I’m told by people with experience of this technique that it’ll kill the entire hive in a day. I think I’ll give it two. But then I have to rush to clean out the mess this’ll’ve left behind (unless I’m very lucky and the squirrels get in there PDQ and do most of the work for me), make any necessary repairs, and hope that my local owls have not given up on the box and found another nest site. It’s not quite time for nesting (that’s for early March around here), but a pre-condition of mating seems to be that the male owl secure a nest site, and mating has probably already happened. So, unless my female gave her mate the benefit of the doubt about the nest box being available in time for nesting, they may have already selected another nest site.

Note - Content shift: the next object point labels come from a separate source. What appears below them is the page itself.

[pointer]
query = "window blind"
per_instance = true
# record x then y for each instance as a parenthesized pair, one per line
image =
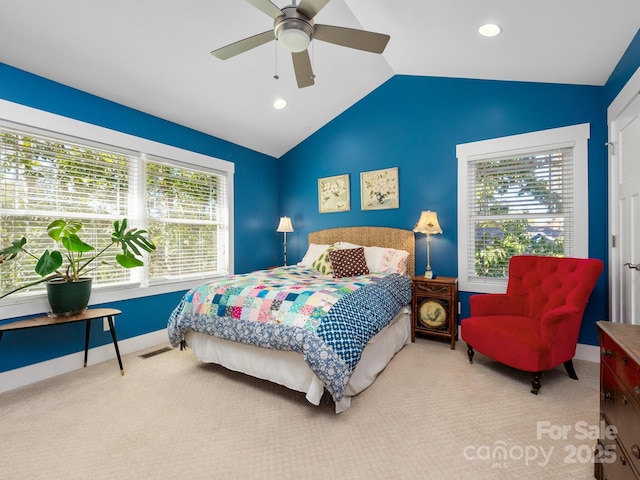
(187, 217)
(519, 205)
(44, 178)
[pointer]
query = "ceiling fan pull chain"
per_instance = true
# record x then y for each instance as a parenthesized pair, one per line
(276, 60)
(313, 60)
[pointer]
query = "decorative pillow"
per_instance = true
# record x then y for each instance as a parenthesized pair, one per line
(322, 263)
(313, 253)
(377, 258)
(398, 263)
(348, 262)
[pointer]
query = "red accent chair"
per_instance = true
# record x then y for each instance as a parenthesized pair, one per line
(534, 326)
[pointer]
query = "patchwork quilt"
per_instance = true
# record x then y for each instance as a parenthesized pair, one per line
(328, 320)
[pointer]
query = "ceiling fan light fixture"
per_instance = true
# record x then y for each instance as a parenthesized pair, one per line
(490, 30)
(294, 40)
(293, 30)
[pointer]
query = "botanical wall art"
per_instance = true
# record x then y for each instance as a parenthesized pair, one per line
(334, 194)
(379, 189)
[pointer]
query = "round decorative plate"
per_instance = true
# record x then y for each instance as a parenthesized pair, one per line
(432, 314)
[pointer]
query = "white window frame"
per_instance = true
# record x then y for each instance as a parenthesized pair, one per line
(576, 136)
(16, 306)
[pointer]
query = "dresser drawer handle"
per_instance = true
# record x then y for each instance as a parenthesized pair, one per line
(607, 353)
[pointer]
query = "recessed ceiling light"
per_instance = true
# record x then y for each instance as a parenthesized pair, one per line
(280, 103)
(490, 30)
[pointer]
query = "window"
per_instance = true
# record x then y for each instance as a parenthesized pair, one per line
(182, 198)
(520, 195)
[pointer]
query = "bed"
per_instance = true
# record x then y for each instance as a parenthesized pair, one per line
(225, 333)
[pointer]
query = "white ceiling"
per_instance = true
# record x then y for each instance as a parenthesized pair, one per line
(153, 55)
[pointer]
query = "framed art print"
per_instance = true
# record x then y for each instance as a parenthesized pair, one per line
(379, 189)
(334, 194)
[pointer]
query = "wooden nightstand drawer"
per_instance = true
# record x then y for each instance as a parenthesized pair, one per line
(621, 412)
(435, 308)
(619, 399)
(625, 367)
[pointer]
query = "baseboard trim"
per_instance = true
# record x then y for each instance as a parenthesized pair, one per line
(20, 377)
(590, 353)
(68, 363)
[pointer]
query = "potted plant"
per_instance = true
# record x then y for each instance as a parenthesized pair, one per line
(68, 289)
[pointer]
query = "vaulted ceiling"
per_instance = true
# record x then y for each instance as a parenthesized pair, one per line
(154, 56)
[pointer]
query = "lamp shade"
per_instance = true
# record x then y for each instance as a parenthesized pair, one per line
(428, 223)
(285, 225)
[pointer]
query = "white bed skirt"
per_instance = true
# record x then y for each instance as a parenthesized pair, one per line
(289, 368)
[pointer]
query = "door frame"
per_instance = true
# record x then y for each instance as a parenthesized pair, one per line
(624, 98)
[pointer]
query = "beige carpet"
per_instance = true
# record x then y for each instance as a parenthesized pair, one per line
(429, 415)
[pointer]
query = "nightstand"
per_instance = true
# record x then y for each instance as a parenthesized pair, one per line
(435, 308)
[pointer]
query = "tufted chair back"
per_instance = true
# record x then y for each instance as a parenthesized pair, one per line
(550, 282)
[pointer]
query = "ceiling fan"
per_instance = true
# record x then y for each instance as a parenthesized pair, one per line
(294, 29)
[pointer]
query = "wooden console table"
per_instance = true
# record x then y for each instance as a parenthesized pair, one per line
(86, 316)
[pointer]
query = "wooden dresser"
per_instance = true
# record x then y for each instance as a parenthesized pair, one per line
(617, 453)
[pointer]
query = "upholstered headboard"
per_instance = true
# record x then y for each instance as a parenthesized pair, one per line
(371, 237)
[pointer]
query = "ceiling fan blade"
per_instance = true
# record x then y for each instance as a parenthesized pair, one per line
(267, 7)
(244, 45)
(349, 37)
(302, 67)
(310, 8)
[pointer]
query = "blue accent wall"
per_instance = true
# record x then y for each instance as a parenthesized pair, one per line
(256, 210)
(415, 123)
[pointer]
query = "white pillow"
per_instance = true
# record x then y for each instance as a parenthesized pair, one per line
(313, 253)
(381, 259)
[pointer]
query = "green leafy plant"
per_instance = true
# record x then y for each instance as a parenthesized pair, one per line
(81, 258)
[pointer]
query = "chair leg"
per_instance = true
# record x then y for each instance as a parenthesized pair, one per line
(470, 353)
(568, 365)
(536, 382)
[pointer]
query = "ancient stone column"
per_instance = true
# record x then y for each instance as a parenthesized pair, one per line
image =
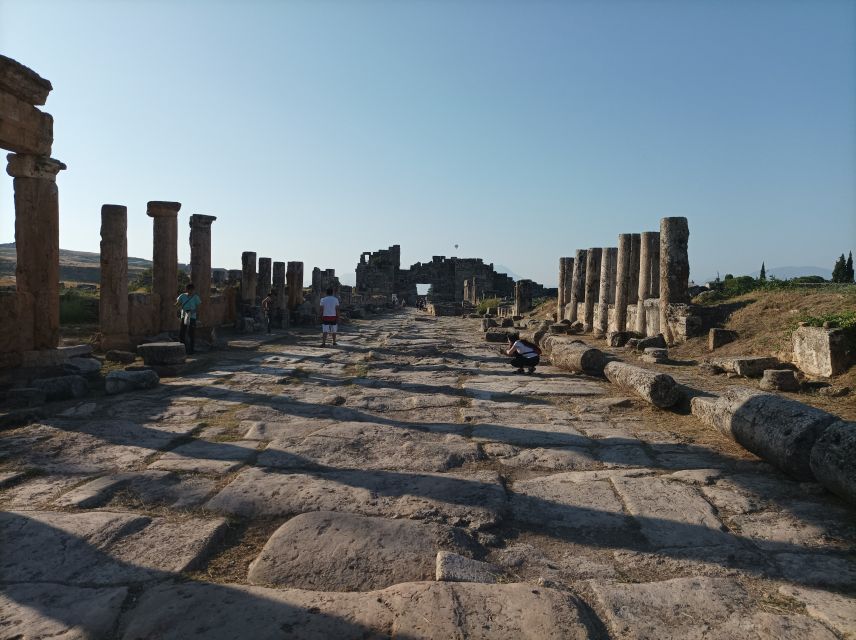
(674, 269)
(164, 262)
(248, 278)
(280, 304)
(606, 296)
(635, 247)
(37, 241)
(263, 287)
(113, 295)
(200, 263)
(578, 283)
(622, 281)
(592, 286)
(294, 280)
(654, 249)
(644, 287)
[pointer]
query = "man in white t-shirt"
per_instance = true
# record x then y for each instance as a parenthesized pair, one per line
(329, 317)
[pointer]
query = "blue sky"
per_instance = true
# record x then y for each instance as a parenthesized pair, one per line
(519, 131)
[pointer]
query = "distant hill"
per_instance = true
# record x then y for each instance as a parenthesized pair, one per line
(74, 266)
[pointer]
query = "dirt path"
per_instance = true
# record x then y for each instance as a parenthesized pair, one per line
(294, 491)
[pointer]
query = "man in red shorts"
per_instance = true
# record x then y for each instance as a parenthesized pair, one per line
(329, 317)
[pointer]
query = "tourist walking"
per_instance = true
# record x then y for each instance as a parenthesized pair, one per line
(267, 309)
(188, 303)
(329, 317)
(524, 354)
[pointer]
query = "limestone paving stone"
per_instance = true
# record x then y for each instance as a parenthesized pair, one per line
(671, 514)
(363, 445)
(205, 456)
(476, 500)
(410, 610)
(331, 551)
(49, 610)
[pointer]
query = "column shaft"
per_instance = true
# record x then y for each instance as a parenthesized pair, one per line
(592, 285)
(113, 295)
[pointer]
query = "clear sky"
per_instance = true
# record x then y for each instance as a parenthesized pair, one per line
(519, 131)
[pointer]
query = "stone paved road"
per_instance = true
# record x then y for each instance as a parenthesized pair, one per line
(293, 491)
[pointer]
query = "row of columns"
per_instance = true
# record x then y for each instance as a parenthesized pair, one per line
(643, 266)
(113, 299)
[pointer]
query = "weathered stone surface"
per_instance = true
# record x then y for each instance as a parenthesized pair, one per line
(746, 366)
(780, 430)
(332, 551)
(410, 610)
(565, 500)
(837, 611)
(573, 355)
(718, 337)
(162, 353)
(452, 567)
(671, 514)
(366, 445)
(696, 607)
(62, 387)
(99, 547)
(50, 610)
(779, 380)
(833, 459)
(659, 389)
(204, 456)
(122, 381)
(476, 500)
(820, 352)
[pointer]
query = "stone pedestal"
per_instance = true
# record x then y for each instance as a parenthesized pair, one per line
(263, 284)
(200, 264)
(674, 269)
(592, 286)
(644, 288)
(37, 241)
(164, 262)
(248, 278)
(578, 283)
(622, 280)
(281, 303)
(606, 296)
(113, 296)
(566, 269)
(294, 281)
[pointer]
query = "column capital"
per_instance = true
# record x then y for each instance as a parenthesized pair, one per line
(162, 209)
(25, 165)
(199, 220)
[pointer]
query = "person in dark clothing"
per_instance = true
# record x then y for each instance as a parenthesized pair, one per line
(525, 356)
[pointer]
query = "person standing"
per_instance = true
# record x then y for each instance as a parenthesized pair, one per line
(188, 304)
(329, 317)
(267, 309)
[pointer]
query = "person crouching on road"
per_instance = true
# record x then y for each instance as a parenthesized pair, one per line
(524, 354)
(329, 317)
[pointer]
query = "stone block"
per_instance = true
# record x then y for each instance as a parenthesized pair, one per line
(451, 567)
(162, 353)
(745, 366)
(116, 355)
(62, 387)
(833, 459)
(779, 430)
(122, 381)
(718, 337)
(820, 352)
(659, 389)
(779, 380)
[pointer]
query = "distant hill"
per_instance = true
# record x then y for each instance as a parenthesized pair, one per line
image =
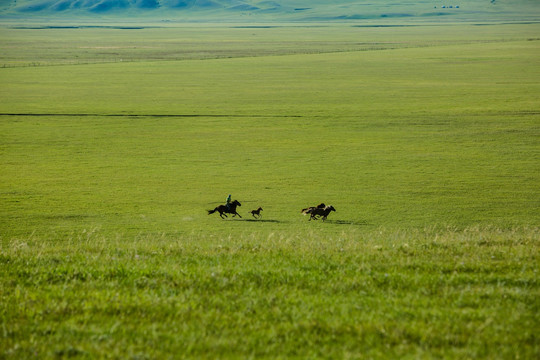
(270, 10)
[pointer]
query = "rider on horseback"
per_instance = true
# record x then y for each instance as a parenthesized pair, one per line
(228, 204)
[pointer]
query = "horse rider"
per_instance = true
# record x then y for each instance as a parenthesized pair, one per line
(228, 204)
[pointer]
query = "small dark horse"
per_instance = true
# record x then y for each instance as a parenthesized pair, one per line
(222, 209)
(324, 212)
(256, 213)
(308, 210)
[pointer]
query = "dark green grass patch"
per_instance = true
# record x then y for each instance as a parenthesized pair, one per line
(279, 294)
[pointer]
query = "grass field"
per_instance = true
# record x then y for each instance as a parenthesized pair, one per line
(114, 144)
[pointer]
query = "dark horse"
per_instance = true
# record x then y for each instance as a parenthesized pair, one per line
(222, 209)
(324, 212)
(256, 213)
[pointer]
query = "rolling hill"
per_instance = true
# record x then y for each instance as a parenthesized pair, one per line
(276, 10)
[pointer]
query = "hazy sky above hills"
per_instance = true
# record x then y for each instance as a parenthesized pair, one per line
(276, 9)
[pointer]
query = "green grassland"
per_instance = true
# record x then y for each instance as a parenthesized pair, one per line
(114, 143)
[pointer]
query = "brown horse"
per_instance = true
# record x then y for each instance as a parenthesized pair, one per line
(324, 212)
(256, 213)
(224, 209)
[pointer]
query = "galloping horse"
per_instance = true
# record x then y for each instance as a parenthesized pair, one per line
(222, 209)
(324, 212)
(256, 213)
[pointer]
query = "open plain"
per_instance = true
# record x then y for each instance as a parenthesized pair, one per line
(116, 140)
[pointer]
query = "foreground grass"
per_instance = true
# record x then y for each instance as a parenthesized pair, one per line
(422, 294)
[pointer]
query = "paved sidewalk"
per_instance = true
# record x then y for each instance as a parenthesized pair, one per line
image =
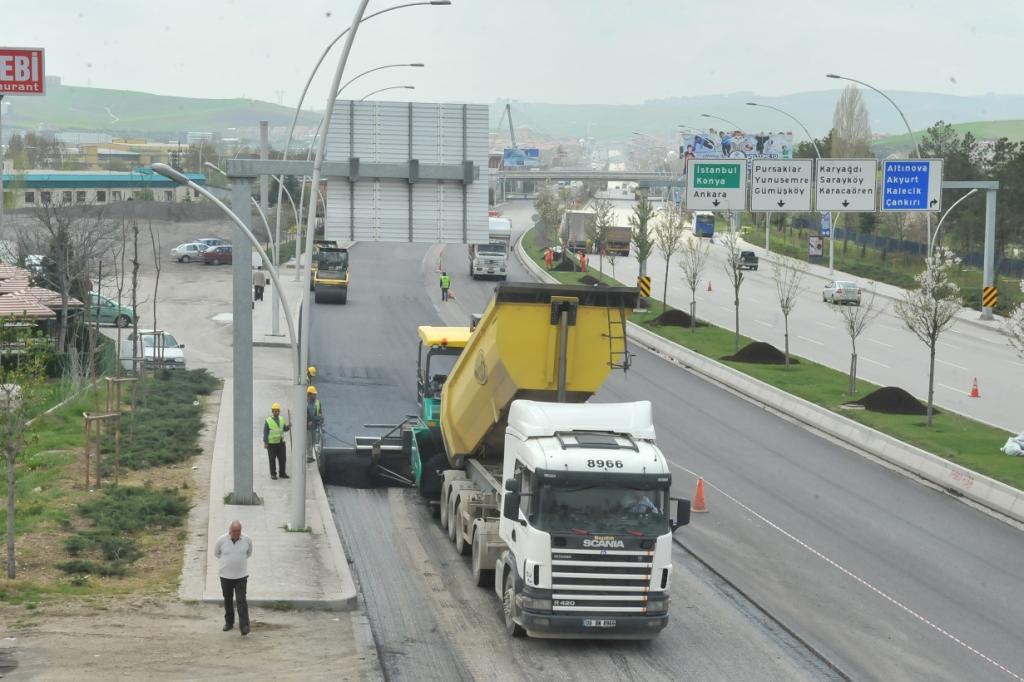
(295, 569)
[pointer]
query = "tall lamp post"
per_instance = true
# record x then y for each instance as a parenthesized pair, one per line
(392, 87)
(817, 153)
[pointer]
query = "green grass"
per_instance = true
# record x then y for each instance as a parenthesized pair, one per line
(956, 438)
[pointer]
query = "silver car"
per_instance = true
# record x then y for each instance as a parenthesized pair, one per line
(841, 291)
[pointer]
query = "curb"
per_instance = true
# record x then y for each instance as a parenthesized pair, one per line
(953, 478)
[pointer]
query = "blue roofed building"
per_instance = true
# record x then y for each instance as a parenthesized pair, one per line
(39, 187)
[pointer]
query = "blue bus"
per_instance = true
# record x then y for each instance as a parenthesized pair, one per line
(704, 223)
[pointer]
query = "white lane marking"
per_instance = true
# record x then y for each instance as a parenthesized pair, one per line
(851, 574)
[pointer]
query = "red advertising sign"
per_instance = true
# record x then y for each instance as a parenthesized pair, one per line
(22, 71)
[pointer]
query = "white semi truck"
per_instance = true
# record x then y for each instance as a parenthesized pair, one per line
(491, 259)
(562, 504)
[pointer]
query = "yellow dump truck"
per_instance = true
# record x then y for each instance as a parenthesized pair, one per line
(563, 505)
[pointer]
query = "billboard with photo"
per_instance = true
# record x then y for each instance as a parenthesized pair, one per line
(736, 144)
(523, 157)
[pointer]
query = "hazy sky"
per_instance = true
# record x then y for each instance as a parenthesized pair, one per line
(532, 50)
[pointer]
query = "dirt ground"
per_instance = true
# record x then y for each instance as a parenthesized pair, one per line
(155, 635)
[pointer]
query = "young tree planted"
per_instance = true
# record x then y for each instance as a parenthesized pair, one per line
(669, 239)
(787, 274)
(931, 308)
(694, 258)
(733, 269)
(855, 321)
(23, 359)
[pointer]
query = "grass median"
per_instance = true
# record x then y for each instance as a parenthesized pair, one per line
(952, 436)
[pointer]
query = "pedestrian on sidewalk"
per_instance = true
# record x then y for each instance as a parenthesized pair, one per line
(259, 284)
(445, 285)
(233, 549)
(273, 439)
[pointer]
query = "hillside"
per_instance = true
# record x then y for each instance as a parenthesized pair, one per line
(125, 112)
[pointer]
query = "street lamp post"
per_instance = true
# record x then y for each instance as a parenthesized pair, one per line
(817, 153)
(392, 87)
(243, 366)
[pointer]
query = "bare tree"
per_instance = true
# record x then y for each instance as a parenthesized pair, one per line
(733, 268)
(23, 358)
(788, 274)
(931, 308)
(642, 237)
(855, 321)
(669, 239)
(694, 252)
(851, 129)
(597, 231)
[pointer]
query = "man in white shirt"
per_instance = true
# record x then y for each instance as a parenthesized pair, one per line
(233, 549)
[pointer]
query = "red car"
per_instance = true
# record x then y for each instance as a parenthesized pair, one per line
(217, 255)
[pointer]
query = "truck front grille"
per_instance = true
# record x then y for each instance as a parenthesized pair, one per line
(600, 581)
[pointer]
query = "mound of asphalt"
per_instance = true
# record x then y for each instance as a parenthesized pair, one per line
(675, 318)
(760, 352)
(892, 400)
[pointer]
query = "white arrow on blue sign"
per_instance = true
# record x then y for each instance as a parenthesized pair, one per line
(911, 184)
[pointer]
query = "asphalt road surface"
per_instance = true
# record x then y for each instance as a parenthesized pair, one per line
(885, 577)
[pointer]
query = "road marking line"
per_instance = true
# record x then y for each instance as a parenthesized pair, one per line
(955, 390)
(849, 573)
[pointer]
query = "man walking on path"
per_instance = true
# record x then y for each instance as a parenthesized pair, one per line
(445, 285)
(233, 549)
(273, 440)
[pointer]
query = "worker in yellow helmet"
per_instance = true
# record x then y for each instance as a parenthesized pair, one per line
(273, 439)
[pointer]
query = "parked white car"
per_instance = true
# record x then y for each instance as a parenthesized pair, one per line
(146, 349)
(185, 253)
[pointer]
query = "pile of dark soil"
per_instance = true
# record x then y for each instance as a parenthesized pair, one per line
(892, 400)
(760, 352)
(676, 318)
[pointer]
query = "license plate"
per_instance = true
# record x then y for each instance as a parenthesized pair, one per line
(599, 623)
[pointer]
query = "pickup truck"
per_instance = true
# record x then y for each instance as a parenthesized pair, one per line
(748, 260)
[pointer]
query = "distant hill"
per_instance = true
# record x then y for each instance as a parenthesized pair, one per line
(660, 118)
(129, 113)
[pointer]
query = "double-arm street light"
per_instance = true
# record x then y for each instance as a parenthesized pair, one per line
(392, 87)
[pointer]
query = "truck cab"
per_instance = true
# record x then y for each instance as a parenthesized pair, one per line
(587, 520)
(491, 259)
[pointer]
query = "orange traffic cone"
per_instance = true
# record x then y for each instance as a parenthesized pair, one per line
(699, 505)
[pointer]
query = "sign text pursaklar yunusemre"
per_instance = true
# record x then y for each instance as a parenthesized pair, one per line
(22, 71)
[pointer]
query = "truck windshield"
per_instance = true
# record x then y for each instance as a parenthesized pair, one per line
(495, 248)
(600, 509)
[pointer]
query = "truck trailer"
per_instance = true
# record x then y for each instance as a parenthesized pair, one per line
(563, 505)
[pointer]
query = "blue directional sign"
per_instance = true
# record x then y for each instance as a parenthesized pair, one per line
(911, 184)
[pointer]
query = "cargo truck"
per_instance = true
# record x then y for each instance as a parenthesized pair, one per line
(562, 505)
(491, 259)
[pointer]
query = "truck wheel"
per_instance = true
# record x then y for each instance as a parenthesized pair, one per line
(481, 577)
(508, 607)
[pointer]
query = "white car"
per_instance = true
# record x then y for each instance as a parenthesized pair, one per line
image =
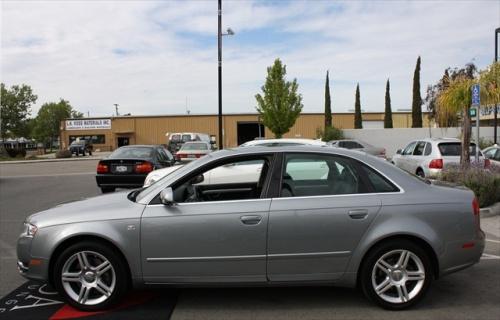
(427, 157)
(283, 142)
(493, 154)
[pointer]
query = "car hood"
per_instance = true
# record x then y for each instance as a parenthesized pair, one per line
(106, 207)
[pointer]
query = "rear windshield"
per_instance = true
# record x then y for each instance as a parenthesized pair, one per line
(194, 146)
(454, 148)
(132, 153)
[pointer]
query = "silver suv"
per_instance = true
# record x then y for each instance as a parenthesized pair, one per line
(427, 157)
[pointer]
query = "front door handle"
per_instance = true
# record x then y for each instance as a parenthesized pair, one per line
(358, 213)
(252, 220)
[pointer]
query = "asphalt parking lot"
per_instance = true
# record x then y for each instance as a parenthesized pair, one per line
(26, 188)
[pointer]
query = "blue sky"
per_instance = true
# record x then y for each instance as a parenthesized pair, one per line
(154, 57)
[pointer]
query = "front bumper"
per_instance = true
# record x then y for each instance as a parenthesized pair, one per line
(29, 266)
(120, 181)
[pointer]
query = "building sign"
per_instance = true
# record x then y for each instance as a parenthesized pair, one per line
(88, 124)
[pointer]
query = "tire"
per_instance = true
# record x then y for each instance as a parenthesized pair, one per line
(83, 287)
(107, 189)
(381, 270)
(420, 173)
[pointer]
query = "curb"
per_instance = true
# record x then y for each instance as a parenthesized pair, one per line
(50, 160)
(491, 211)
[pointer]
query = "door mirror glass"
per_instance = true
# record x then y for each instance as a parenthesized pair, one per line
(198, 179)
(167, 196)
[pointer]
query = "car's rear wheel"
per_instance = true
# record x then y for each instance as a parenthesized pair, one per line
(91, 276)
(396, 274)
(107, 189)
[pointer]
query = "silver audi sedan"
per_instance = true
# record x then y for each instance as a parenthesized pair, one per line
(310, 215)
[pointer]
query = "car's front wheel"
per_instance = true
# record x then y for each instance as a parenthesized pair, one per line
(90, 275)
(396, 274)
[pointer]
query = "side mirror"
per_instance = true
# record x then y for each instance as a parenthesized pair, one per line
(167, 196)
(198, 179)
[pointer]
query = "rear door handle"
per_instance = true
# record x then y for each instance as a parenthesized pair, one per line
(251, 220)
(358, 213)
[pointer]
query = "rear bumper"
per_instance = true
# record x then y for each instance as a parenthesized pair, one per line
(120, 181)
(462, 254)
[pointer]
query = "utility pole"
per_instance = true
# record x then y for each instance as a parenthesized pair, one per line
(219, 43)
(495, 107)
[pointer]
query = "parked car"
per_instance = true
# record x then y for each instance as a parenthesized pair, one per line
(128, 166)
(193, 150)
(427, 157)
(361, 221)
(493, 154)
(282, 142)
(358, 145)
(81, 146)
(177, 139)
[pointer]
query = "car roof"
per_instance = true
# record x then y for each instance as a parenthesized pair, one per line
(291, 140)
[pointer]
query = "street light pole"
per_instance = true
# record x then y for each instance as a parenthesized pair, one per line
(219, 40)
(495, 111)
(219, 45)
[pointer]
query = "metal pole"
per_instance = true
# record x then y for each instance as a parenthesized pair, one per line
(477, 134)
(219, 40)
(495, 107)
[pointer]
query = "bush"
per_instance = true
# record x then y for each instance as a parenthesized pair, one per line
(329, 134)
(63, 154)
(485, 183)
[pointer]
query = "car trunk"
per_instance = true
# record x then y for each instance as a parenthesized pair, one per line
(123, 166)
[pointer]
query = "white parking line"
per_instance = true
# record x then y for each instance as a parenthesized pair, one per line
(487, 256)
(49, 175)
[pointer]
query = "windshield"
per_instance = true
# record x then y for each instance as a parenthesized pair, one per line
(132, 153)
(194, 146)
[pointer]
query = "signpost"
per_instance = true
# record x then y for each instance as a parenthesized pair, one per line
(476, 102)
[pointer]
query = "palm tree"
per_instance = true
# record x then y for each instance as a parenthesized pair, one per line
(456, 98)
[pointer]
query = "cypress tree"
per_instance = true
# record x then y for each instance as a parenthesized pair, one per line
(358, 122)
(416, 108)
(388, 110)
(328, 103)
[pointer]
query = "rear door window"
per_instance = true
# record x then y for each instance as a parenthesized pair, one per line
(454, 148)
(409, 149)
(419, 149)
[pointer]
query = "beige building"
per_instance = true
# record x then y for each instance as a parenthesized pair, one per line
(108, 133)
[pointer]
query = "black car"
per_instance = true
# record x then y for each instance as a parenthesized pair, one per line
(128, 166)
(80, 147)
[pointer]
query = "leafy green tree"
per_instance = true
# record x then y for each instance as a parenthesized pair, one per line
(48, 120)
(14, 109)
(388, 110)
(416, 107)
(281, 104)
(328, 103)
(358, 121)
(454, 99)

I have no idea what’ll happen. Stay tuned.

Monday, February 21, 2011

White-Tailed Deer Amid Zexmenia

White-tailed deer, Odocoileus virginianus, amid blooming Zexmenia,
Wedelia hispida. Bamberger Ranch Preserve, June 9, 2007.
Photo ©2007-2011 by Chris W. Johnson.

I keep telling David Bamberger that he should share random photos of interest from around the ranch with his blog readers, even if he has nothing to say about the photos, both because it gives the readers a chance to see something of the ranch they might otherwise never see, and because it will fill-in the gaps between his lengthier posts, which should please his readership. I think I have him convinced, but he hasn’t done it yet. In this case, I’m taking my own advice. Enjoy.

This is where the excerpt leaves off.